What it means to be financially independent.

An anonymous blogger named kaptain_lou had a couple of interesting posts about his plan to retire at 49 with $600,000. He's a CPA by training and if I understood correctly he has been a CFO for the last five years. His retirement date at age 49 is coming up soon. He bought some real estate (income property) early on that he sold because he did not enjoy being a landlord (that is not easy). If I understood correctly the bulk of his $600,000 is from the real estate sales but there is also a Roth IRA in the mix as well as a 457 (similar to a 401k).

In part two of the two part article he lays out the various things he plans to do in terms of volunteering, possible part time work, exercising and preparing mentally. He related the story of a former colleague who wished away his life to retire and regretted it afterward.

He also spells out in great deal the various bonds he owns and some very high yielding stocks including a bunch of REITs with yields in the 7s, 8s and 9s.

I'll offer two observations about his plan (read part 1 and part 2 for this to make sense). Unless he is more engaged in markets than he seems to convey, he is taking insane risk with his portfolio on a couple of different levels. One is that he appears to not have any equity exposure beyond the REITs which for someone who is 49, wants to retire now and only has $600,000 is insane, he's very unlikely to get anything approaching normal equity market growth.

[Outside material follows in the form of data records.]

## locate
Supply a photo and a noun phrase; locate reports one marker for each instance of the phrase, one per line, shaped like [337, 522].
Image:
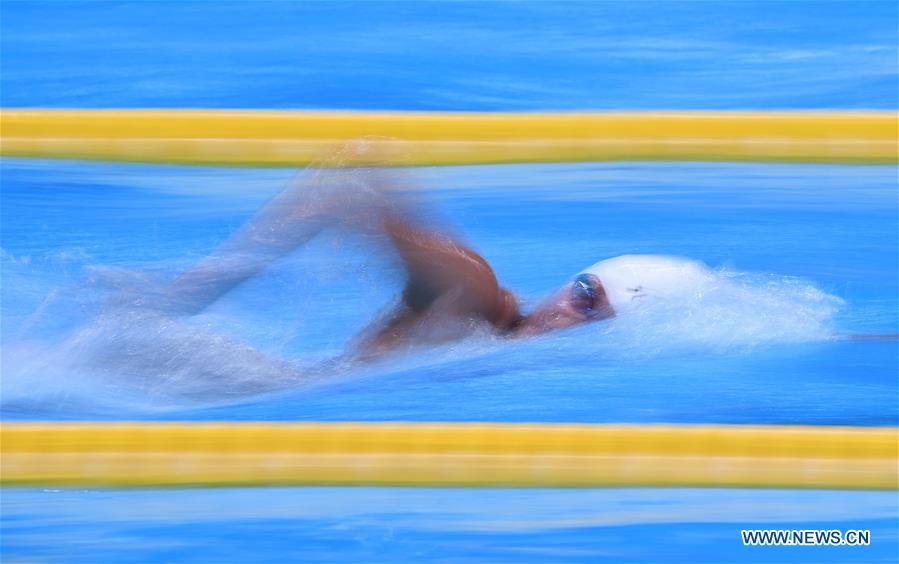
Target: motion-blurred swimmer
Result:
[450, 289]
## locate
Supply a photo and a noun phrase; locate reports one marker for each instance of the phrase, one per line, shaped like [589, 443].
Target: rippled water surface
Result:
[797, 259]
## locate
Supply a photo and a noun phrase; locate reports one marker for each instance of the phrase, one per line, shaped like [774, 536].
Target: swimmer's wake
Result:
[144, 336]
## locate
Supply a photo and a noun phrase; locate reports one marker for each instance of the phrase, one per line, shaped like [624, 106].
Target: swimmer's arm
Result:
[287, 221]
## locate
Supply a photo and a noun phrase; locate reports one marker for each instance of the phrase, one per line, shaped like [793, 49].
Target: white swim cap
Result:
[629, 278]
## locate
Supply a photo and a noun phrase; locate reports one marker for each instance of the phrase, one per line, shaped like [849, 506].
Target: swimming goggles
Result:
[583, 297]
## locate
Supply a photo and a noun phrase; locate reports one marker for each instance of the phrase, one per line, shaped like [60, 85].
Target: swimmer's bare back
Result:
[447, 284]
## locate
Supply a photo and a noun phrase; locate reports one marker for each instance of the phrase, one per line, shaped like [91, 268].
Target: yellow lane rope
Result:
[446, 454]
[298, 138]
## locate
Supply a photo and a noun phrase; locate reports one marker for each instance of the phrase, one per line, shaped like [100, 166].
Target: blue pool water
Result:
[798, 256]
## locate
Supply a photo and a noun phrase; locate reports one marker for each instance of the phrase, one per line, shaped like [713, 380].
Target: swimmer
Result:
[450, 289]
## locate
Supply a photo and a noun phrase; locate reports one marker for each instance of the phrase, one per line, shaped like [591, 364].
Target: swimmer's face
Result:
[580, 301]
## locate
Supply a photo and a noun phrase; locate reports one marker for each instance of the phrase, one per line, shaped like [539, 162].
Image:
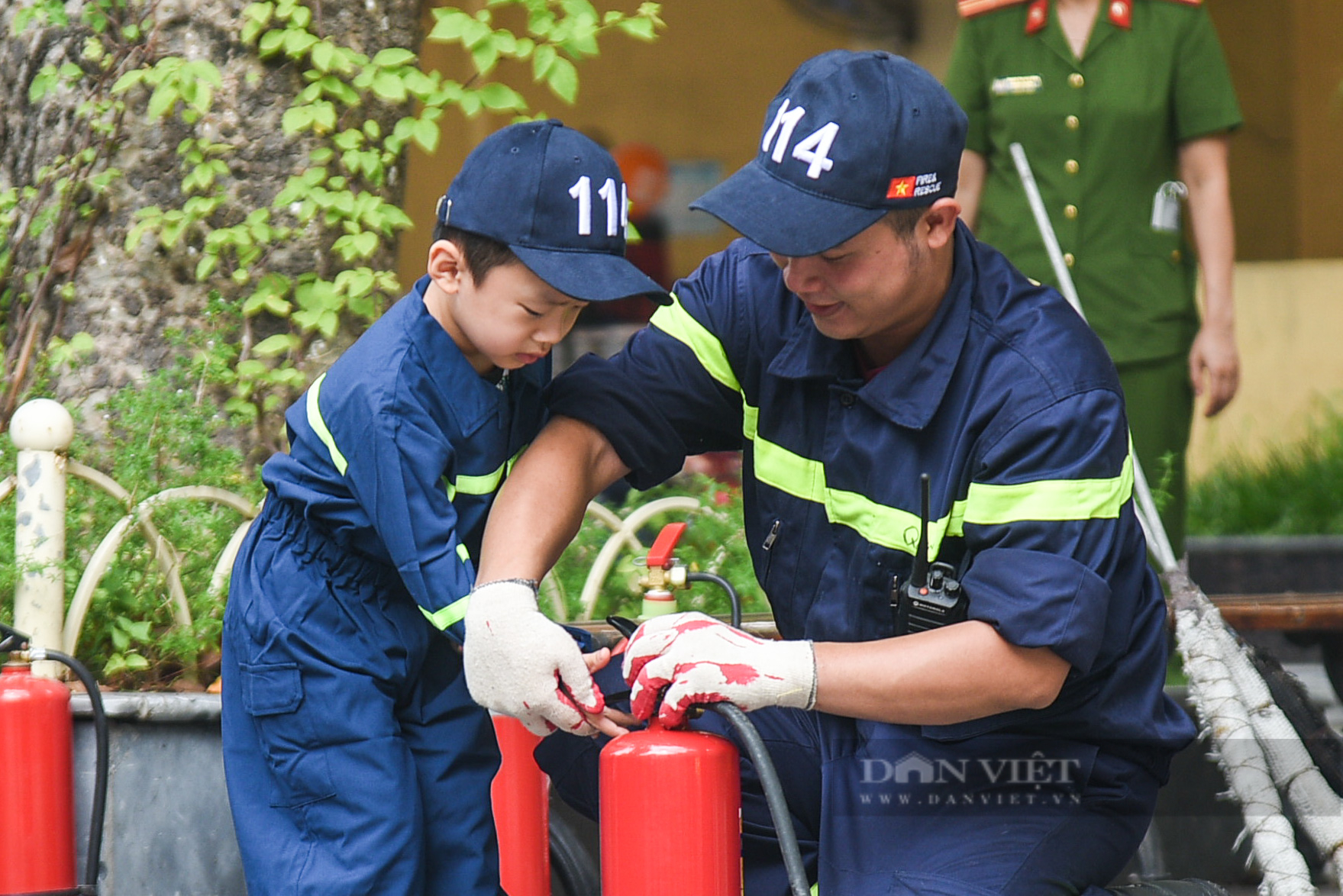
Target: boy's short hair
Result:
[481, 254]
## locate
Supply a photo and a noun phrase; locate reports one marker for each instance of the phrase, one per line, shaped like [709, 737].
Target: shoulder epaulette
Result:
[971, 8]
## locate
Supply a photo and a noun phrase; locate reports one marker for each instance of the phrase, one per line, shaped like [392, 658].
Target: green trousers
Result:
[1161, 408]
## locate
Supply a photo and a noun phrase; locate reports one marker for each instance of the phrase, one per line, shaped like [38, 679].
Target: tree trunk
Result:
[72, 273]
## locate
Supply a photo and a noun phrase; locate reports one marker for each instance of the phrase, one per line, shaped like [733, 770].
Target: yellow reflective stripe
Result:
[1051, 498]
[787, 472]
[450, 614]
[315, 420]
[677, 323]
[485, 484]
[1047, 500]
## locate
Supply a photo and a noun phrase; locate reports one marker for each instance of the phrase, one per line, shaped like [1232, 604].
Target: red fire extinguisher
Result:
[520, 793]
[37, 736]
[670, 814]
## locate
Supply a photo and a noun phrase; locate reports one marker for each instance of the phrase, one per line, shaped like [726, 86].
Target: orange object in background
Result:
[37, 754]
[520, 793]
[646, 176]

The other risk is that he owns a bunch of very high yielding securities in what appears to be a classic yield chasing example. If you're getting a 7% yield in a 1.5% world then you are taking risk and if you don't think you are then you probably don't understand the risk you're taking. There is nothing wrong with exposure to some very high yielding securities in a diversified portfolio but people doing themselves in with too much is something that repeats over and over.

The other thing is that it is not clear to me is I don't think he realizes how little he will get in Social Security. Your Social Security payment is based on your highest 35 years of earnings. Unless he started paying FICA when he was 14, he will have some zero earnings years in there, maybe a lot of them. But even if he did start working at 14, teenage years aren't usually high earnings years.

Having $600,000 to retire with is a fine amount, it is a workable number even if it s not an enormous sum. I say that based on the 4% rule which in simple terms says that taking out 4% annually from retirement assets should allow it to last for at least 30 years. So 4% of $600,000 is $24,000 which as part of a retirement plan can get the job done but not extravagantly so.

For many years I have written about all sorts of different ways to tackle retirement in the face of being under saved but also as an attempt to recognize and explore the idea that retirement is a different thing than it used to be even for people lucky enough to have a sufficient nest egg.

What I would describe this as is to think about being financially independent not retired. I did not coin the phrase but I think it eloquently sums up my approach. Many people will need to generate an income after they "retire" beyond Social Security and whatever they pull from retirement accounts. It can boil down to simple spreadsheet work to figure this out once you understand the 4% rule. There are also plenty of other benefits to working in retirement besides the money, related to well being and a continued sense of purpose (the problem that kaptain_lou's friend ran in to).

Financial independence in this context doesn't have to wait until "retirement." Back to kaptain_lou, at 49 with $600,000 and still working has a lot of financial flexibility (independence), all the more so if he lives below his means. He is at best borderline able to retire at 49 but well on his way, were he to keep working closer to a normal retirement age. The difference between 55 and 49 in terms of increasing his Social Security check could be huge, also it wouldn't be crazy to think that his $600,000 would be more like $700,000 at 55 assuming a somewhat normal asset allocation (which he doesn't have currently).

How old are you? How much have you accumulated? If you're reading this then you are more likely to at least be close to being on track to retire with a sufficient nest egg. If that is the case and you are living below your means then you are far more likely able to absorb some sort of financial shock which should mean you have far less stress over money than someone less fortunate. Be grateful if you're in that position and strive to get there if you're not, it starts with living below your means.